The Serious Fraud Office announced that it is set to recover millions lost in a corruption case concerning bribes that Griffiths Energy paid to Chadian diplomats in the United States and Canada.

Securing exclusive contracts with corrupt deals, Griffiths Energy bribed Chadian diplomats with discounted shares deals and “consultancy fees” using a front company “Chad Oil,” which was set up just five days before agreements were signed. Chad Oil was a vehicle used by senior diplomats at the Chadian Embassy to the United States to facilitate a deal in which the wife of the former Deputy Chief, Ikram Saleh, purchased 800,000 shares at less than 0.001$CAD each, later selling them for significant profit.

Griffiths later self-reported these and other transactions as bribes intended to illegally secure commercial interests in Chad and pleaded guilty to corruption charges brought by the Canadian authorities.

Following the takeover by Griffiths Energy by a U.K. corporation and share-sale via a U.K. broker, the corrupt proceeds entered the U.K.’s jurisdiction, and the SFO began civil recovery proceedings to secure the £4.4m share sale profits from Saleh. The matter was brought to a three-day trial at the High Court, which today granted the SFO’s order to the value of £4.4m, the first time money has been returned overseas in a civil recovery case.

The ruling “follows four years of tireless efforts by the SFO to recover the proceeds of this corrupt deal for oil in Chad,” said SFO Director, David Green. “This is a positive result in the ongoing fight against criminals who attempt to hide their ill-gotten gains in our jurisdiction.” The recovered money will be transferred to the Department for International Development, who will identify key projects in which to invest to benefit the poorest in Chad.

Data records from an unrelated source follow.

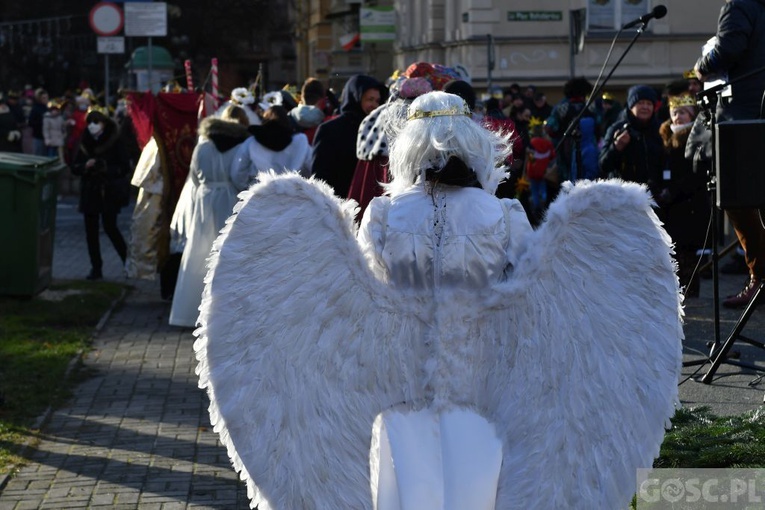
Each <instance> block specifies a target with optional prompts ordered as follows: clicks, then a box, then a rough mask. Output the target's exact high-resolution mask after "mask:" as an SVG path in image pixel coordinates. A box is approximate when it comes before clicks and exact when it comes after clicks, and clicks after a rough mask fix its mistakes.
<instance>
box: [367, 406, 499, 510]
mask: <svg viewBox="0 0 765 510" xmlns="http://www.w3.org/2000/svg"><path fill="white" fill-rule="evenodd" d="M501 467H502V442H501V441H500V440H499V439H498V438H497V434H496V431H495V429H494V425H492V424H490V423H489V422H488V421H486V419H485V418H483V417H482V416H479V415H478V414H476V413H475V412H473V411H470V410H467V409H454V410H450V411H447V412H444V413H440V414H436V413H435V412H433V411H431V410H429V409H423V410H421V411H416V412H410V411H407V412H401V411H398V410H389V411H386V412H384V413H382V414H380V415H379V416H378V417H377V419H376V420H375V424H374V430H373V432H372V445H371V449H370V473H371V485H372V487H371V489H372V500H373V502H374V508H375V509H376V510H464V509H466V508H469V509H471V510H494V503H495V500H496V494H497V482H498V479H499V471H500V468H501Z"/></svg>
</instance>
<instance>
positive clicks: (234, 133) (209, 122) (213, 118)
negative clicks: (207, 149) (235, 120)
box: [198, 117, 249, 152]
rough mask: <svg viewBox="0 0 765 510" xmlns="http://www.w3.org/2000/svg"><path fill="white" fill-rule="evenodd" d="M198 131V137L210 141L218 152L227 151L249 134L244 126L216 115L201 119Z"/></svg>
mask: <svg viewBox="0 0 765 510" xmlns="http://www.w3.org/2000/svg"><path fill="white" fill-rule="evenodd" d="M198 133H199V137H200V138H207V139H208V140H210V141H212V143H213V144H215V148H216V149H217V150H218V152H227V151H229V150H230V149H232V148H234V147H236V146H237V145H239V144H240V143H242V142H244V141H245V140H246V139H247V137H248V136H249V133H248V132H247V127H246V126H243V125H241V124H239V123H238V122H231V121H227V120H222V119H219V118H217V117H207V118H205V119H203V120H202V122H200V124H199V130H198Z"/></svg>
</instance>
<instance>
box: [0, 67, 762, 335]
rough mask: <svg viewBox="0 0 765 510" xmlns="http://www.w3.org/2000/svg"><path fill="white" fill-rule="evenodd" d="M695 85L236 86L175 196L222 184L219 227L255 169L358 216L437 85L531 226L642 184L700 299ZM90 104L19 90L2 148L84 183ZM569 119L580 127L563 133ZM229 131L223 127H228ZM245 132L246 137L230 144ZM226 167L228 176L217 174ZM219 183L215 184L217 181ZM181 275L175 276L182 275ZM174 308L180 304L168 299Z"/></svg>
mask: <svg viewBox="0 0 765 510" xmlns="http://www.w3.org/2000/svg"><path fill="white" fill-rule="evenodd" d="M700 83H701V82H700V80H699V79H698V77H697V76H696V75H695V73H694V72H689V73H686V74H685V75H684V76H683V77H680V78H679V79H677V80H674V81H672V82H671V83H669V84H667V86H666V87H665V88H664V89H663V90H662V91H659V90H657V89H656V88H654V87H651V86H647V85H642V84H637V85H635V86H633V87H631V88H630V89H629V90H628V91H627V94H626V100H625V101H624V103H623V104H622V103H621V102H620V101H618V100H617V99H616V97H615V96H614V94H613V93H610V92H605V93H603V94H602V95H601V96H600V97H595V98H593V97H590V93H591V92H592V89H593V87H592V84H591V83H590V82H589V81H588V80H586V79H585V78H580V77H577V78H572V79H570V80H569V81H567V82H566V83H565V84H564V86H563V96H564V97H563V99H561V100H560V101H559V102H557V103H555V104H550V103H549V102H548V100H547V95H546V94H545V92H544V91H542V90H541V89H539V88H537V87H536V86H534V85H528V86H526V87H525V88H523V87H521V86H519V85H518V84H512V85H511V86H509V87H507V88H505V89H504V90H502V94H501V96H500V94H497V93H495V94H494V95H492V96H490V97H484V99H483V100H479V99H478V98H477V94H476V91H475V90H474V89H473V87H472V86H471V85H470V83H468V82H466V81H464V80H462V79H461V77H460V75H459V74H458V73H457V72H456V71H454V70H452V69H450V68H448V67H445V66H442V65H439V64H430V63H426V62H417V63H414V64H412V65H411V66H409V67H408V68H407V69H406V70H404V71H397V72H396V73H395V74H394V75H393V76H391V77H390V78H388V79H387V81H386V82H385V83H383V82H382V81H380V80H378V79H376V78H374V77H372V76H366V75H355V76H351V77H350V78H349V79H348V81H347V82H346V84H345V87H344V88H343V90H342V92H341V93H340V94H339V99H337V98H336V96H335V95H334V93H333V91H331V90H327V89H325V87H324V85H323V84H322V82H321V81H320V80H318V79H315V78H309V79H307V80H306V81H305V83H304V84H303V86H302V88H301V90H300V91H299V92H298V93H295V92H294V91H293V92H288V91H287V90H276V91H272V92H269V93H268V94H264V95H263V97H260V98H259V97H256V96H255V94H253V90H251V88H247V87H239V88H236V89H234V90H233V91H232V92H231V96H230V98H229V100H228V101H226V102H225V103H224V104H223V105H222V106H221V107H220V109H219V110H218V111H217V112H216V113H215V115H214V118H215V119H216V120H215V122H214V123H211V122H206V123H203V125H202V126H200V129H199V140H198V145H197V150H195V152H194V158H193V161H192V165H191V171H190V174H189V178H188V183H187V186H188V187H190V188H194V189H192V190H187V191H186V192H184V193H182V196H183V197H184V201H193V200H200V199H201V198H200V197H202V196H207V195H206V194H207V192H202V191H200V189H199V188H200V187H201V188H202V189H206V188H205V187H216V186H226V187H228V188H229V191H228V192H227V193H226V196H227V197H228V198H226V199H225V200H221V202H220V203H219V204H218V205H217V206H216V207H217V208H219V212H218V213H217V214H216V217H217V218H218V219H217V220H216V221H215V222H214V223H215V231H216V232H217V230H219V229H220V228H221V227H222V225H223V223H222V222H223V221H224V220H225V216H226V214H225V212H227V211H228V212H230V211H231V209H232V208H233V205H234V204H235V202H236V193H235V192H236V191H242V190H244V189H246V188H247V187H248V186H250V185H251V184H253V183H254V182H257V179H258V172H260V171H263V170H264V169H270V168H275V169H277V170H278V171H286V170H297V171H299V172H300V173H301V174H302V175H304V176H305V177H309V176H315V177H316V178H318V179H321V180H323V181H325V182H327V183H328V184H329V185H330V186H331V187H332V188H333V189H334V191H335V193H336V194H337V196H339V197H341V198H351V199H354V200H356V201H357V202H358V204H359V212H358V216H357V219H359V220H360V218H361V216H362V215H363V212H364V210H365V208H366V207H367V205H368V203H369V201H370V200H371V199H372V198H373V197H375V196H379V195H382V194H384V193H385V190H386V186H387V184H388V183H389V181H390V174H389V168H388V165H389V163H388V150H389V144H390V139H389V138H390V136H391V132H392V130H394V129H395V127H396V125H397V124H399V123H400V122H401V119H402V118H403V115H404V114H403V112H405V110H406V107H407V105H408V104H410V103H411V101H413V100H414V99H415V98H416V97H418V96H420V95H422V94H425V93H428V92H431V91H438V90H443V91H447V92H451V93H454V94H457V95H459V96H460V97H462V98H463V100H465V101H466V102H467V104H468V106H469V108H470V110H471V116H472V118H473V120H474V121H476V122H477V123H480V124H482V125H483V126H484V127H486V128H487V129H489V130H492V131H495V132H504V133H510V134H511V138H510V140H511V142H510V143H511V146H512V147H511V151H510V155H509V156H508V159H507V161H506V164H507V169H508V175H507V178H506V179H505V180H504V181H503V182H501V183H499V186H498V188H497V191H496V194H497V196H499V197H505V198H517V199H519V200H520V202H521V203H522V204H523V206H524V208H525V210H526V212H527V214H528V217H529V220H530V222H531V223H532V225H534V226H537V225H539V224H540V222H541V221H542V220H543V218H544V215H545V213H546V210H547V208H548V207H549V205H550V204H551V203H552V202H553V201H554V200H555V198H556V196H557V195H558V193H559V191H560V186H561V184H562V183H563V182H565V181H571V182H576V181H577V180H580V179H587V180H593V179H598V178H609V177H617V178H620V179H623V180H625V181H631V182H637V183H641V184H645V185H646V186H647V187H648V188H649V189H650V190H651V193H652V194H653V196H654V199H655V201H656V204H657V211H658V214H659V216H660V217H661V219H662V220H663V221H664V222H665V224H666V228H667V231H668V232H669V233H670V235H671V236H672V238H673V239H674V240H675V242H676V244H677V255H676V258H677V261H678V265H679V275H680V280H681V282H682V284H683V286H684V288H685V291H686V297H694V296H697V295H698V291H699V290H698V289H699V275H698V274H697V271H696V270H695V269H696V268H697V266H698V261H699V256H700V255H703V254H704V253H706V252H705V251H704V248H705V246H704V244H705V239H706V238H707V236H708V232H707V225H708V223H709V217H710V214H709V213H710V207H711V204H710V199H709V196H708V192H707V187H706V184H707V180H708V176H707V175H706V172H705V171H704V170H703V169H702V170H697V169H696V168H695V167H694V165H693V162H692V160H691V159H692V158H691V159H689V158H688V157H686V154H685V152H686V151H685V149H686V145H688V144H690V143H693V139H694V137H691V138H692V140H691V142H688V141H687V140H688V138H689V134H690V132H691V128H692V127H693V125H694V121H695V119H696V117H697V115H698V114H699V109H698V107H697V105H696V99H695V93H696V92H698V90H699V89H700ZM97 105H98V102H97V99H96V97H95V95H94V94H93V92H92V91H91V90H90V89H87V88H86V89H84V90H82V91H81V92H79V93H76V94H66V95H64V96H61V97H57V98H53V99H51V98H50V96H49V94H48V92H47V91H46V90H44V89H42V88H39V89H37V90H31V88H28V89H27V90H26V91H25V93H24V94H21V95H20V94H19V93H16V92H13V91H11V92H8V93H6V94H5V95H4V96H3V97H2V100H1V101H0V130H2V132H0V143H2V149H3V150H7V151H17V152H28V153H32V154H36V155H41V156H57V157H59V158H61V159H62V160H64V161H66V162H67V163H68V164H69V166H70V167H71V172H72V174H73V175H75V176H77V177H79V178H81V179H83V178H85V179H86V180H87V178H88V176H89V175H90V173H88V172H85V171H84V170H85V169H84V168H83V166H82V164H81V160H82V155H81V154H80V153H81V152H82V147H87V144H89V143H90V142H91V141H92V140H91V138H92V137H93V134H92V133H89V131H88V116H89V115H91V112H92V111H93V109H94V108H96V109H98V106H97ZM97 113H98V112H96V115H97ZM107 117H108V120H109V122H111V120H114V121H115V122H116V124H117V129H118V131H121V132H122V133H124V132H125V131H129V128H126V129H120V128H122V127H123V126H122V124H123V123H124V122H126V120H127V119H128V116H127V115H126V114H125V107H124V104H121V107H120V108H118V111H117V112H111V113H110V114H108V115H107ZM575 119H576V120H577V121H578V124H577V126H575V127H576V129H573V130H572V129H571V124H572V122H573V121H574V120H575ZM205 120H207V119H205ZM227 123H228V124H229V125H234V124H238V125H240V126H242V128H241V129H239V130H238V131H239V133H240V136H239V137H237V138H235V141H236V142H237V143H233V141H232V140H227V141H226V142H225V143H223V142H221V141H220V140H221V137H224V135H221V134H220V133H218V128H219V127H221V126H224V127H225V126H226V124H227ZM110 125H111V124H110V123H109V124H107V127H109V126H110ZM231 129H232V128H231V127H230V126H229V127H225V129H224V131H231ZM242 133H243V134H244V135H246V136H245V137H244V138H243V139H240V138H241V136H242ZM83 143H85V145H83ZM133 145H134V143H133ZM205 147H211V148H215V149H214V150H215V151H216V153H218V152H219V153H220V154H219V156H220V158H223V159H220V158H219V159H215V164H212V163H210V162H207V163H205V164H200V162H199V157H200V156H202V157H205V154H206V152H205V150H203V149H204V148H205ZM86 152H87V150H86ZM137 159H138V158H137V155H135V151H134V150H133V151H132V152H131V153H130V154H129V155H128V157H127V159H126V161H128V162H129V163H128V164H129V165H135V162H136V160H137ZM224 162H225V165H226V166H225V168H220V169H214V167H215V166H216V165H218V166H219V165H222V164H224ZM213 169H214V171H213ZM208 172H213V173H214V174H215V176H216V177H215V178H214V179H212V181H211V180H210V176H209V175H208V176H205V173H208ZM129 174H130V170H127V171H125V170H124V169H123V170H120V171H119V172H118V176H117V177H118V178H119V179H118V180H119V182H120V183H121V182H123V181H124V179H125V176H126V175H129ZM218 181H221V183H220V184H217V182H218ZM86 184H87V182H84V183H83V185H86ZM84 195H87V193H85V194H84ZM120 195H121V196H122V195H124V193H123V192H120ZM208 199H209V197H208ZM85 201H86V202H87V201H88V199H87V198H86V199H85ZM122 206H124V204H123V205H122ZM195 207H197V208H198V207H201V206H200V205H199V204H184V203H183V201H181V204H180V206H179V207H178V208H177V210H176V211H175V218H174V219H173V225H174V226H176V227H177V229H178V232H181V233H182V235H180V237H181V238H183V236H184V235H187V234H189V232H193V229H192V230H191V231H189V230H188V228H189V225H191V224H194V222H191V223H189V222H190V221H191V220H190V218H191V217H193V216H194V214H200V213H198V212H197V213H192V212H191V211H193V210H194V209H195ZM107 209H108V208H107ZM81 210H82V211H83V212H84V211H86V210H89V211H91V214H92V207H91V206H89V205H87V204H86V205H81ZM118 210H119V209H117V211H118ZM201 210H207V209H206V208H202V209H201ZM99 212H101V211H100V210H99ZM734 214H735V213H734ZM112 219H113V218H112V216H111V212H109V213H108V214H107V216H106V217H105V218H104V219H103V220H102V221H103V222H104V224H105V225H109V228H108V231H109V232H110V234H109V237H110V238H112V239H113V241H114V243H115V248H116V250H117V252H118V254H119V256H120V257H121V258H122V259H123V261H124V258H125V257H124V253H123V252H124V250H123V248H122V245H123V241H121V235H118V234H119V232H116V233H115V229H116V226H114V225H112V223H113V221H112ZM195 221H198V220H195ZM88 225H90V226H89V227H88V231H89V232H91V234H89V236H88V238H89V239H91V238H94V236H93V235H92V230H93V228H95V227H94V226H93V220H92V218H91V219H90V220H88ZM96 225H97V224H96ZM182 225H185V227H183V226H182ZM178 232H175V234H176V236H178V235H179V234H178ZM206 237H207V238H210V239H207V241H205V242H204V243H203V245H202V246H200V245H199V244H198V243H196V242H192V243H185V242H181V243H180V245H181V246H184V245H185V246H186V252H189V253H188V254H186V255H185V259H184V265H183V267H184V268H186V267H190V266H189V264H191V265H194V266H195V267H197V269H196V270H195V272H196V273H197V274H196V276H195V277H194V280H195V282H196V283H194V285H193V287H192V288H194V289H198V288H200V287H201V278H202V274H201V272H202V268H203V265H202V264H201V263H200V262H199V261H197V262H194V263H192V262H190V261H189V260H187V259H189V258H190V257H191V256H192V255H191V252H192V251H193V252H198V255H196V256H197V257H199V258H203V257H204V256H205V255H206V253H207V252H208V251H209V248H210V245H211V242H212V237H213V236H212V235H208V236H206ZM96 240H97V239H96ZM94 242H95V241H94ZM750 244H751V241H750ZM90 249H91V252H92V262H93V269H92V271H91V273H90V274H89V275H88V276H89V277H92V278H99V277H101V272H100V258H99V256H98V255H96V252H97V251H98V250H97V249H96V248H95V247H93V246H91V247H90ZM742 265H743V264H742ZM181 274H183V270H181ZM181 280H182V282H185V281H186V276H185V275H184V276H183V277H182V278H181ZM747 288H749V289H750V291H749V293H748V294H746V296H745V297H749V296H750V294H751V288H752V286H751V285H749V286H748V287H747ZM185 289H186V287H185V284H184V285H180V286H179V291H178V292H177V293H176V295H181V294H185ZM181 301H184V300H180V299H176V302H181ZM741 301H742V299H741V298H740V297H739V298H738V299H732V300H726V301H725V302H724V304H725V305H726V306H733V307H739V306H741V305H742V303H741ZM188 306H189V307H190V308H189V310H187V311H186V312H185V313H183V314H181V315H184V316H187V317H188V318H187V319H184V320H178V321H176V319H175V318H176V316H180V315H176V314H174V315H173V320H172V322H173V323H177V324H178V325H186V326H193V320H194V318H193V315H194V314H195V312H196V306H195V305H194V304H190V305H188ZM179 313H180V312H179Z"/></svg>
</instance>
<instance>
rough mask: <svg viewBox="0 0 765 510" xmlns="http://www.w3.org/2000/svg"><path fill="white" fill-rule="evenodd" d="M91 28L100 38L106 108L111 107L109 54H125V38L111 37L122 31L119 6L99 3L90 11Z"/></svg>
mask: <svg viewBox="0 0 765 510" xmlns="http://www.w3.org/2000/svg"><path fill="white" fill-rule="evenodd" d="M89 21H90V28H92V29H93V31H94V32H95V33H97V34H98V35H99V36H102V37H99V38H98V41H97V44H98V53H103V54H104V63H105V66H104V106H105V107H107V108H108V107H109V54H110V53H124V52H125V38H124V37H111V36H114V35H116V34H118V33H120V30H122V25H123V23H124V18H123V16H122V10H121V9H120V8H119V6H118V5H116V4H113V3H111V2H99V3H97V4H96V5H94V6H93V8H92V9H91V10H90V16H89Z"/></svg>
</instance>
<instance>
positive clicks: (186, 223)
mask: <svg viewBox="0 0 765 510" xmlns="http://www.w3.org/2000/svg"><path fill="white" fill-rule="evenodd" d="M218 122H224V121H218ZM240 145H241V144H240ZM238 147H239V146H235V147H233V148H230V149H229V150H227V151H226V152H220V151H218V149H217V148H216V146H215V144H214V143H213V142H212V140H210V139H207V138H200V140H199V143H198V144H197V146H196V147H195V148H194V152H193V154H192V156H191V166H190V168H189V175H188V177H187V178H186V182H185V184H184V185H183V189H182V190H181V194H180V197H179V199H178V204H177V205H176V208H175V213H174V214H173V220H172V222H171V227H170V228H171V232H172V235H173V237H175V238H176V239H178V238H179V239H180V244H181V246H182V250H183V255H182V257H181V264H180V268H179V271H178V280H177V282H176V285H175V292H174V294H173V304H172V307H171V309H170V320H169V322H170V324H171V325H173V326H183V327H194V326H195V325H196V322H197V318H198V317H199V304H200V303H201V301H202V290H204V277H205V275H206V274H207V257H208V256H209V254H210V249H211V248H212V245H213V242H214V241H215V239H216V238H217V237H218V234H219V232H220V230H221V229H222V228H223V226H224V225H225V223H226V219H227V218H228V217H229V216H231V213H232V210H233V208H234V204H236V202H237V196H236V195H237V190H236V188H235V187H234V185H233V184H232V183H231V179H230V177H229V169H230V168H231V165H232V163H233V161H234V156H235V155H236V152H237V148H238Z"/></svg>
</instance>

This corruption case follows two SFO landmark cases, which funds recovered in bribery and corruption prosecutions were returned and reinvested in the country. When senior executives at Smith & Ouzman were convicted of foreign bribery in 2016, the SFO’s confiscation order paid for seven new ambulances in Kenya, while the deferred prosecution agreement against Standard Bank involved payment of £4.9m to the Government of Tanzania.